Bazı anlar, bazı durum ve trajediler beynimizin en ücra köşelerine kadar tahribi yüksek birer kayıt olarak işlenmiş durumda.
İnsan beyni, olay ve durumları, yaşanılmış hatıraları hatta yazı, fotoğraf ve daha birçok metaryali kişide bıraktığı etkiye göre adeta kodlayarak kaydetmekte. İnsan unutmaya çalışsa bile kaydedilen bu bilgi, durum, hatıra ve fotoğraflar ne yazık ki öyle kolay kolay silinemiyor beyin denilen vücudun kayıt arşivinden.
İnsanlığımızın ve dünyanın sadece çıkar amaçlı yaşam tarzını benimsemesiyle, giderek yozlaşan, zorbalaşan hayat modeliyle meydana gelen bana olduğu gibi birçoğumuza üzüntü ve utanç veren bir kaç fotoğraf ilk günkü sıcaklığıyla canlandı gözümün önünde.
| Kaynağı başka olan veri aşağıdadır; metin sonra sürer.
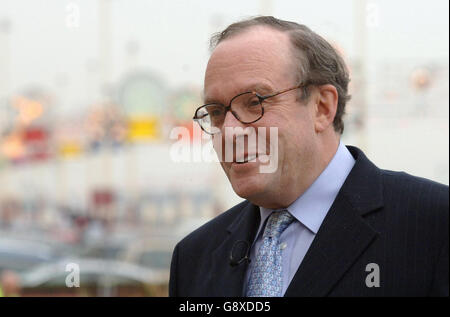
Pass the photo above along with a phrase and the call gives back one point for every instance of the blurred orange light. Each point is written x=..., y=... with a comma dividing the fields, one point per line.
x=13, y=147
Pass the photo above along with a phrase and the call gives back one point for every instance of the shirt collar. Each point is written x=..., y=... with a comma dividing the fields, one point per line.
x=312, y=206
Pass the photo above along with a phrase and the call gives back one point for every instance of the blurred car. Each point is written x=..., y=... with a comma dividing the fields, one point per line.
x=20, y=255
x=96, y=278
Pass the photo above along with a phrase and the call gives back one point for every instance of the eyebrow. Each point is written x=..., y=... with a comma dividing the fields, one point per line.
x=260, y=88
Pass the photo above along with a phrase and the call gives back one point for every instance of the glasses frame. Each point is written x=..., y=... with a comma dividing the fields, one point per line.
x=228, y=108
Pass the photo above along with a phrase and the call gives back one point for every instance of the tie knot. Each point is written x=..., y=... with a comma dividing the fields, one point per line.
x=277, y=223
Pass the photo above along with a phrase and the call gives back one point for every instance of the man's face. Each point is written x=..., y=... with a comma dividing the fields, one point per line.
x=261, y=60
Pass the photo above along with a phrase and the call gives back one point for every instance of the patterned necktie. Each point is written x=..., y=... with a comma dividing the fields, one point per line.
x=266, y=276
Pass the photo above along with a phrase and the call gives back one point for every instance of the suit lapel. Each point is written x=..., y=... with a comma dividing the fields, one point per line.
x=344, y=234
x=228, y=280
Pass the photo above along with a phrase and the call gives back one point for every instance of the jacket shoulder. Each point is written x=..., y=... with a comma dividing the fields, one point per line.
x=416, y=193
x=211, y=230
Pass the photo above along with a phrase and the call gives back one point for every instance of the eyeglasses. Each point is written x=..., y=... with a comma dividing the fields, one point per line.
x=246, y=107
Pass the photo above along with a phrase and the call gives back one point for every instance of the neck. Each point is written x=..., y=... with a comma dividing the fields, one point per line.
x=283, y=197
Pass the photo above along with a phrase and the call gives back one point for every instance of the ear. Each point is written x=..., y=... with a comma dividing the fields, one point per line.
x=326, y=107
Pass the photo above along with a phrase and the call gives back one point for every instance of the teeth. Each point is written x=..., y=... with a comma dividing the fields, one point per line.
x=248, y=159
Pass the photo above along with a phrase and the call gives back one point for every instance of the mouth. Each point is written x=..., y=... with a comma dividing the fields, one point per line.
x=246, y=159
Bu fotoğraflardan ilki ya da ilk aklıma geleni yıllardır hafızamdan silinmeyen ve bana insanlıktan ilk defa bu kadar derinden utanç duyuranı 1990 lı yıllarda açlıktan bitap düşmüş bir Somali'li çocuğun başında ölmesini bekleyen akbabanın bekliyor olması çocuğu yiyebilmek için. Ve ne yazık ki sözde insan olan başka bir akbabanın ise çocuğu kurtarmak yerine olayı fotoğraflayabilmek için bekliyor olması. Bir fotoğraf uğruna bir çocuğun yırtıcı bir kuşa yem olmasını beklemenin üzüntü ve utancı bir insan olarak bize ziyadesiyle yeterdi aslında.
Ama bitmemişti yıllar sonra hemen hemen hepimizin bir çırpıda anımsayacağı Rusya'nın hava saldırılarında yaralanan ve korkulu gözlerle sessizce tedavi olmayı bekleyen 5 yaşındaki Suriyeli Ümran bebeğe ait içimizi burkan utanç vesikası canlandı gözümde..
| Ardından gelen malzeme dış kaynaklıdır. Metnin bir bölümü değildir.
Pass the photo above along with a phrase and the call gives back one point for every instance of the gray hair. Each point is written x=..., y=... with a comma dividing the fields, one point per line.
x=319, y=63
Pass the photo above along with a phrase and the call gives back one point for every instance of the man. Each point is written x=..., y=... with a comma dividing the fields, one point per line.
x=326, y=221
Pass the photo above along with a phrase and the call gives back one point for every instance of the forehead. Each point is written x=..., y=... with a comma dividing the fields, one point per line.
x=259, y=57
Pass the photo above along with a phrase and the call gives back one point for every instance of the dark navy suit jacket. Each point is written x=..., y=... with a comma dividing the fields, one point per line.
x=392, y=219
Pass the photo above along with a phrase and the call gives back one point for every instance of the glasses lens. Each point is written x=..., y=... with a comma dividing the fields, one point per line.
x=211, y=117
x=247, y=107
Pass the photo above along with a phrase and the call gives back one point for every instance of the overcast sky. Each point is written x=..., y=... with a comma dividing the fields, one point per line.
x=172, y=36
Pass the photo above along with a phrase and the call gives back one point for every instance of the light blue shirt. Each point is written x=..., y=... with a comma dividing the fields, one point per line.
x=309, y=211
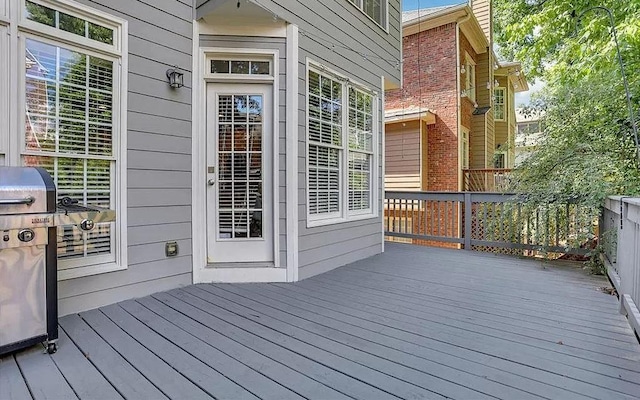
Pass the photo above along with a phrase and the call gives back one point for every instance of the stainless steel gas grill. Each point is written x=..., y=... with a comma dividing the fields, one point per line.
x=29, y=217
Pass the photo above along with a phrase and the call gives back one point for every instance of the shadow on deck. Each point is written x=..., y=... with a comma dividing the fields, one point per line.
x=414, y=322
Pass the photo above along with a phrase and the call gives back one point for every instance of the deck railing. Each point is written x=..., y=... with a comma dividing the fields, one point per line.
x=486, y=180
x=486, y=222
x=621, y=238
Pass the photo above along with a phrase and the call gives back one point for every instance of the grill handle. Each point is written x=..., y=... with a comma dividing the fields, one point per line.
x=12, y=202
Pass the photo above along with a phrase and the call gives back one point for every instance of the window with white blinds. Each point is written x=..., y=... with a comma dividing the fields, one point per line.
x=71, y=119
x=498, y=103
x=341, y=148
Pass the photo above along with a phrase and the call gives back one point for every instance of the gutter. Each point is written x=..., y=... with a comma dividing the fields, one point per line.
x=458, y=91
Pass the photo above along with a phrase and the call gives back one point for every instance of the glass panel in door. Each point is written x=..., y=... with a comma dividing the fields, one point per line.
x=240, y=177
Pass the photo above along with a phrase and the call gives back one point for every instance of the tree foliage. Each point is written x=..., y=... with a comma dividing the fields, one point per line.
x=588, y=151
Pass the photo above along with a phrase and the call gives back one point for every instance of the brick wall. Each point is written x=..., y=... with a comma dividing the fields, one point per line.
x=429, y=77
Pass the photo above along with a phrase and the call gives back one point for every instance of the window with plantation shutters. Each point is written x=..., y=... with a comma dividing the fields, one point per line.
x=360, y=150
x=71, y=118
x=341, y=148
x=325, y=144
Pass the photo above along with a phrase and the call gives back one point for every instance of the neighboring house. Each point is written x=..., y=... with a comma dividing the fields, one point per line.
x=265, y=166
x=454, y=115
x=530, y=132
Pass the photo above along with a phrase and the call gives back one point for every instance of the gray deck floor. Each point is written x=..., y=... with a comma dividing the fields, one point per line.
x=415, y=322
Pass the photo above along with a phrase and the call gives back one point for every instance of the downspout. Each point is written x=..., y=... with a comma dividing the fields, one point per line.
x=459, y=21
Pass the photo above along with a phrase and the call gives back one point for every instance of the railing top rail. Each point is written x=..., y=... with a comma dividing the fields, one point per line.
x=476, y=197
x=412, y=195
x=505, y=170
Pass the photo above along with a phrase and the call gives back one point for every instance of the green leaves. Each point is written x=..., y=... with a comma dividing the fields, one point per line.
x=588, y=152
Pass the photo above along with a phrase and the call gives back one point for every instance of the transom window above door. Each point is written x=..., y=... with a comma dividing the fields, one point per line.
x=240, y=67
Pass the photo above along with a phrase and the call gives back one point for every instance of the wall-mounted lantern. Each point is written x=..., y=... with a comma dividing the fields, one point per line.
x=176, y=78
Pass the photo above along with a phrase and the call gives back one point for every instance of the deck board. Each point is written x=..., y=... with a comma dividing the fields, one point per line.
x=126, y=379
x=43, y=378
x=12, y=384
x=84, y=379
x=414, y=322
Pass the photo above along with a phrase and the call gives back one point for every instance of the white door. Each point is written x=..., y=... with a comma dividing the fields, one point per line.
x=239, y=173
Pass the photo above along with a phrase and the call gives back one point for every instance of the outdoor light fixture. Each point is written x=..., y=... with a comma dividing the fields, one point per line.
x=632, y=117
x=176, y=78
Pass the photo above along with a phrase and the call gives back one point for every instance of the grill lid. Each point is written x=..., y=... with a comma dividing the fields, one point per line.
x=26, y=190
Bu kadar mı? Tabi ki hayır. Yetmemişti...Bir utanç vesikası da Muğla'nın Bodrum ilçesinde ailesiyle Suriye'deki savaştan kaçıp daha iyi bir hayat umuduyla çıktıkları yolda bindikleri teknenin batması sonucu cesedi sahile vuran 3 yaşındaki Aylan bebeğe ait fotoğraf.
Bir diğer fotoğraf ise insanlıktan zerrece nasip almamış, vicdansızlığı akıl sınırlarını zorlayan ve bir insanın ne ölçüde vahşileşebileceğini sorgulatıp insanlığımızdan utanç duymamıza sebep olan gazeteci bir kadının kucağında ufacık çocuğu olan bir mülteciye çelme takıp onları yere düşürmesi..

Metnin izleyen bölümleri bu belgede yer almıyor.